The Forth environment lends itself to test out code easily as parameters can just be put on the stack and the results printed out interactively. That also includes timing the operation as well being able to see I/O effects with SPLAT.
Now even with the changes with the new image we are expecting anytime I still expect to be up and running by next week, or sooner
BTW, just tested this modified version of the kernel and it works really well, I can even include my debug sub-routines as regular "Forth" words
@Chip: I know some have been wanting the return stack wider but what I am interested in is a deeper stack. I find that 32 levels is more than sufficient, would this be possible?
To get a stack that deep, we'd have to forget about flops and move to a dedicated SRAM.
I can see the desire for lut-based stack operators.
Are you needing all those stack levels after your interpreter CALL?
Curious thing with subroutine threading is that I've tried using direct assembly calls for routines in hubexec and there is no noticeable performance gain over interpreting the 16-bit addresses using the runtime interpreter. So why use assembly since it takes twice as much memory then. I even replaced the FOR NEXT with DJNZ but it's much the same.
Running this code results in a pulse period of 4.8us (@50MHz) Now calling that as an assembly routine utilizing calls to the Forth words and DJNZ for looping results in a pulse period of 4.4us.
Of course we could code such a simple loop as pure assembly rather than calls to Forth words and the stack etc and this will certainly be the case for quite a few functions but it seems that there is not much reason to worry about this method for kernel words. Now foregoing calls to the Forth kernel and coding as we normally would (plus no REP) an assembly routine that same I/O toggle routine doing exactly the same thing results in a pulse period of 580ns.
Being able to mix reusable assembly subroutines with regular Forth code will make a big difference to Tachyon as I no longer need to worry about special opcodes such as SPI etc or even the RUNMODs.
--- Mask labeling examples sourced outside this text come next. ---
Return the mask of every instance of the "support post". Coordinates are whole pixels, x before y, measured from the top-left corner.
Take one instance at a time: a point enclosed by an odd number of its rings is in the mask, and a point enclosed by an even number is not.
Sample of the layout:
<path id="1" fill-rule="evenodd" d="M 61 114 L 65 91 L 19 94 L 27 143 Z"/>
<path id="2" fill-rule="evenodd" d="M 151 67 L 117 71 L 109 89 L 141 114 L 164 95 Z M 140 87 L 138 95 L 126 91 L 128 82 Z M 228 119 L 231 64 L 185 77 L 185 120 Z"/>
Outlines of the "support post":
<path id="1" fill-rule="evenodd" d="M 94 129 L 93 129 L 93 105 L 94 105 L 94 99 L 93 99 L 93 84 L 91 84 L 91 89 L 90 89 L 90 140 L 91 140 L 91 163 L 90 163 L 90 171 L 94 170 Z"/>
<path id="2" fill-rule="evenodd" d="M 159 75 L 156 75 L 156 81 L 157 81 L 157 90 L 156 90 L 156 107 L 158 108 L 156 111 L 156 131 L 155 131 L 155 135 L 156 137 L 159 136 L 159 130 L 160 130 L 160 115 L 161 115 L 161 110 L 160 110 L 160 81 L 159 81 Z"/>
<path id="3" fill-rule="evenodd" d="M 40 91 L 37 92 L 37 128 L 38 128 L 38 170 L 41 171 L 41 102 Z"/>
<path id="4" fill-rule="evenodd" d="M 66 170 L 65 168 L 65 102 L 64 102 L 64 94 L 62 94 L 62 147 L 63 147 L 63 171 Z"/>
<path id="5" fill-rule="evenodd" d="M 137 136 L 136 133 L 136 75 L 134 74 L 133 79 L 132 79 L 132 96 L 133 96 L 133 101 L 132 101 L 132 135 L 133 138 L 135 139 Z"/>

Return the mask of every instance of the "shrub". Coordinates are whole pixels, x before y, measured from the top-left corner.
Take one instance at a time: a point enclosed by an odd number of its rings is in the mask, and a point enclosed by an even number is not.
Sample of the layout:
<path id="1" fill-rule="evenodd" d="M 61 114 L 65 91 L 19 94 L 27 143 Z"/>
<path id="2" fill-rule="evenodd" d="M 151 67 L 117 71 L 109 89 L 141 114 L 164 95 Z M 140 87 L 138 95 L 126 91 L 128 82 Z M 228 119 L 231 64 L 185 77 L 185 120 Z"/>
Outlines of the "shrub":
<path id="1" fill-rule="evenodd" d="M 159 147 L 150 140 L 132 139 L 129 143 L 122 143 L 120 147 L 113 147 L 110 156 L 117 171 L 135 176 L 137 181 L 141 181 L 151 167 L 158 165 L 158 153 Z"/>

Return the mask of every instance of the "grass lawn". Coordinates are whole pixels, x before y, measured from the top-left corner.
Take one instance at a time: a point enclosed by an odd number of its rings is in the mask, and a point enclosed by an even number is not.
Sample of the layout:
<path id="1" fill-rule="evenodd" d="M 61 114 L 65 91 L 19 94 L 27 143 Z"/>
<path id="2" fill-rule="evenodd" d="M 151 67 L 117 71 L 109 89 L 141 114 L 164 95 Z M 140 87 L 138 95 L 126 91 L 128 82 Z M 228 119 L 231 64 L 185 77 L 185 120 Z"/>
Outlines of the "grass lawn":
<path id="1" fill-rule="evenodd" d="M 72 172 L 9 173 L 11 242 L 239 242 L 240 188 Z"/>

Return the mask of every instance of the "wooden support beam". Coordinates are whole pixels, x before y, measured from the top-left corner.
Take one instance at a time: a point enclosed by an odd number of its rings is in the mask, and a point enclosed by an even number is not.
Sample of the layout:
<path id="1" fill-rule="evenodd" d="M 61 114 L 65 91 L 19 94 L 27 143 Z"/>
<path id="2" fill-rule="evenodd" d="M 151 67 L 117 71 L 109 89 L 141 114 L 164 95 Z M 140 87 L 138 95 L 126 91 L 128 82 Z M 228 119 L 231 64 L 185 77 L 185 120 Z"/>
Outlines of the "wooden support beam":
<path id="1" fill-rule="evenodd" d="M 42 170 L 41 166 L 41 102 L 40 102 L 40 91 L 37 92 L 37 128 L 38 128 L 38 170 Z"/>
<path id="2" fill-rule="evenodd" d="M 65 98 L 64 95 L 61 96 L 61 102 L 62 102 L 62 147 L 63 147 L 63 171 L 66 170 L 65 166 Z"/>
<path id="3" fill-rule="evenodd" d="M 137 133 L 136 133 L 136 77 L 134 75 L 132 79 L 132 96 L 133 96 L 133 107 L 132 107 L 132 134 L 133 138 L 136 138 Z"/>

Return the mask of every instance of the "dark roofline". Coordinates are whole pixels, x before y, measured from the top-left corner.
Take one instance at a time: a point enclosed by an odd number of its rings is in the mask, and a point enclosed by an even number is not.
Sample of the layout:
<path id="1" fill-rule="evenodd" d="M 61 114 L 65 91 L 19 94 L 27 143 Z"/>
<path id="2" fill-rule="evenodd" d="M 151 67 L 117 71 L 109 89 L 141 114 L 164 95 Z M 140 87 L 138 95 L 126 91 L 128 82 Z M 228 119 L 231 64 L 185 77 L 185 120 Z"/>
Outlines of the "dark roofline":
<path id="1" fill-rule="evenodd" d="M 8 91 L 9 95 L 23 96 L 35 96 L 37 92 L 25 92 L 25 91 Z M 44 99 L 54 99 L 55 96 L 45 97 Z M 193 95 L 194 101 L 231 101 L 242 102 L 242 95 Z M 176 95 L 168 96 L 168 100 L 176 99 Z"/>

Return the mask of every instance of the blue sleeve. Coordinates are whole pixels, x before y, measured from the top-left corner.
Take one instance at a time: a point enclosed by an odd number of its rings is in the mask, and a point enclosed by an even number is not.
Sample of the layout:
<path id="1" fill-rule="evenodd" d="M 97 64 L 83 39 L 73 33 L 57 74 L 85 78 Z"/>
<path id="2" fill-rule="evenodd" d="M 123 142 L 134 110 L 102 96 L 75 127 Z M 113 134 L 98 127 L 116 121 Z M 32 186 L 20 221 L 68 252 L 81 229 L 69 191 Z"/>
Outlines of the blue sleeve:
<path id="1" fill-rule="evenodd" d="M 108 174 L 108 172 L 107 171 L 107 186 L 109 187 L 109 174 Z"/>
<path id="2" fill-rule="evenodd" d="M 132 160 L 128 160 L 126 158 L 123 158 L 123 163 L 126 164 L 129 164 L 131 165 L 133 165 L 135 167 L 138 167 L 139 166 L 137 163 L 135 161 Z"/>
The demo "word-code" that I am using:
I'm not able to decipher what stacking levels are in use there. Was it intended to help answer Chip's question of whether there is a strong case of having the LUT for stacking or not?
Chip,
Another stacking variant that might be more palatable to all is for the CALLA/B, PUSHA/B instructions being able to stack to CogRAM and/or LUTRAM. Would that be feasible? I guess that cuts off a chunk of Hub addresses though.
C.W.
Wow! Make CALLA/CALLB/RETA/RETB address sensitive, just like cog/hub instruction fetching is, so that addresses $200..$3FF use the lut, instead of the hub. I really like that, because it means we don't need a whole extra set of instructions and pointers to use lut for stack. Excellent!
Are there any other sleeper purposes for address sensitivity?
P.S. This scheme would work only for CALLA/CALLB/RETA/RETB, since they are dedicated instructions that could easily be redirected. PUSHA/PUSHB/POPA/POPB are actually cases of WRLONG/RDLONG, though, and to redirect them, as well, would mean that hub $200..$3FF would not be reachable for R/W. So, this would only work for calls and returns.